La mano, al poco convertida en dos, pues siempre la mano busca un cómplice, parece abrazar el monolito, hurgando en su superficie, intuyendo quizá la otra mano. Aunque haya algún momento en que el propio movimiento nervioso de las dos extremidades nos devuelva al cementerio, a la materia, para transformar aquellas manos anhelantes de encontrar un tacto en trasuntos de arañas subiendo y bajando por la roca, igual que los insectos necrófagos compiten por poblar cada hueco abandonado por lo que hasta hace poco fuera corporeidad habitada.
Son esos acordes del piano rotos por el pitido intermitente de la vida que está despidiéndose sin tocar ni ser tocada en esta nueva urbanidad de sentidos prohibidos. Al menos prohibidos en el compartido, en la escena colectiva, porque en los recintos domésticos el tacto decide hacer de nosotros su reino, obligándonos a vivir bajos sus dominios: hágase Señor según tu palabra. Y el Verbo se hizo carne en magdalenas horneadas, en paños de almazuelas, en bufandas y plastilinas. Y todos los feligreses compartieron la eucaristía del dios del tacto, aquel que ya pertenecía al Antiguo Testamento, rindiendo culto en las iglesias de la nueva parroquia, las sedes virtuales donde la colectividad dijo Aleluya. Porque tomando el pan lo partió y dijo, tomad todos de él, porque es mi cuerpo. Y todos entendieron que esa promesa de seréis salvos les obligaría a la diáspora de su antiguo yo, ese del tacto volcado al otro para conducirlos a la Tierra prometida de los mensajes reconfortantes, llenos de emoticonos y gestos sin roce, abrazos dibujados y besos ficticios.

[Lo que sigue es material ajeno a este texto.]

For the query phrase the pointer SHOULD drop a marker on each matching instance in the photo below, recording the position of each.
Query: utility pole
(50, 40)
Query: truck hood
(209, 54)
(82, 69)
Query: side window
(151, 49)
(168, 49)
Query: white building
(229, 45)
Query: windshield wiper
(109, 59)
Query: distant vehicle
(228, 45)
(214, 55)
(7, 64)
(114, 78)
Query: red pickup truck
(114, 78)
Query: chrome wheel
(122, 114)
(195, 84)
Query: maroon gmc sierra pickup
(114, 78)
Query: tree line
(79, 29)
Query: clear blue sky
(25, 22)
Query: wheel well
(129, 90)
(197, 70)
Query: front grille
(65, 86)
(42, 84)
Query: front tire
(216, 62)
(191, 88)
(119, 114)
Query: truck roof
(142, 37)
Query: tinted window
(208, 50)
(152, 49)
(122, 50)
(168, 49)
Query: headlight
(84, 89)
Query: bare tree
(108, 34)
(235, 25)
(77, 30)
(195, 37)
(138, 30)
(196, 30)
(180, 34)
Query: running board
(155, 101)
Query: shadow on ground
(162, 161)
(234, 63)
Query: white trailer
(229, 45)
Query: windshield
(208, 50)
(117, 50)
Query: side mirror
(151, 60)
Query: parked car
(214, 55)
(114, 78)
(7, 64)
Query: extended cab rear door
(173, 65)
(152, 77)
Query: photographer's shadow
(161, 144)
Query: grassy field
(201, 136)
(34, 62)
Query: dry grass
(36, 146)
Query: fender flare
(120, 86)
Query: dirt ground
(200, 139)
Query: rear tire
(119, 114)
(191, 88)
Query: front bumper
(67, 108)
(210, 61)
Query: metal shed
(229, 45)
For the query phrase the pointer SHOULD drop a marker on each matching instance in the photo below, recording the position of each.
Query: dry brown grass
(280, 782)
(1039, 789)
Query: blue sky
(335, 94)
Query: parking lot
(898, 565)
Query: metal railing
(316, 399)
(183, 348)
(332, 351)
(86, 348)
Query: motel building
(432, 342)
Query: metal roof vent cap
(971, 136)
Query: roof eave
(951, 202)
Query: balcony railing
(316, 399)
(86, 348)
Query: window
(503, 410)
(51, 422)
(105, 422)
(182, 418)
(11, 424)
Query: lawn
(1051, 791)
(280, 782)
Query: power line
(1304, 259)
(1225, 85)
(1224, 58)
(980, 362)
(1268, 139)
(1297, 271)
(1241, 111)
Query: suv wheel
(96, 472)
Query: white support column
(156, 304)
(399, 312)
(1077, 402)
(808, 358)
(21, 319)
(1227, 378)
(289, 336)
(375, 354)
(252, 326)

Pero no, con la multiplicación de las imágenes llegan las ventanas en las que todos hemos muerto en esta larga enfermedad de la distancia y despiertan al espectador de ese verde restallante -¿tan desacostumbrados nos hemos quedado tras tanto encierro?- Parecemos intuir la pareidolia en la piedra, el hueco de la boca -en otro tiempo sin mascarillas, lo más humano- en cada oquedad. Puede que el otro esté allá, escondido y acostumbrados al vacío de las calles, de los parques, a la anulación de los rostros confundamos la soledad con este estar sin tocarse. Por eso solamente nos queda redibujar para reconstruir, escudriñar hasta encontrarnos, borrar las inscripciones para leer, porque detrás de la solidez del mausoleo están todas las respiraciones que quedaron sin esa mano que comprobara su extinción y cada muerte nos obliga a demoler los edificios del temor. De no hacerlo habremos soltado lastre con la poca analogía que nos queda para abandonarnos a un mirar sin sentir, un ser sin tacto.
Autora: Alicia González
[i] Leer, tocar: de una mano a la otra Michel Lisse. Université Paris-Est Créteil. (https://journals.openedition.org/lirico/3959)
[ii] Cenotafio (Antología poética de Jaime Siles (1969-2009). Cátedra.
Soberbia revisión de la obra «Ser sin tacto» escrita con celo desde el espíritu más íntimo de la novela. Alicia González, en un tono culto, ponderado y humano, sumerge al lector en el preámbulo literario de un universo que despierta reflexiones sobre una de las realidades más trascendentes de nuestros días: la importancia de la pérdida del contacto físico a consecuencia de la pandemia.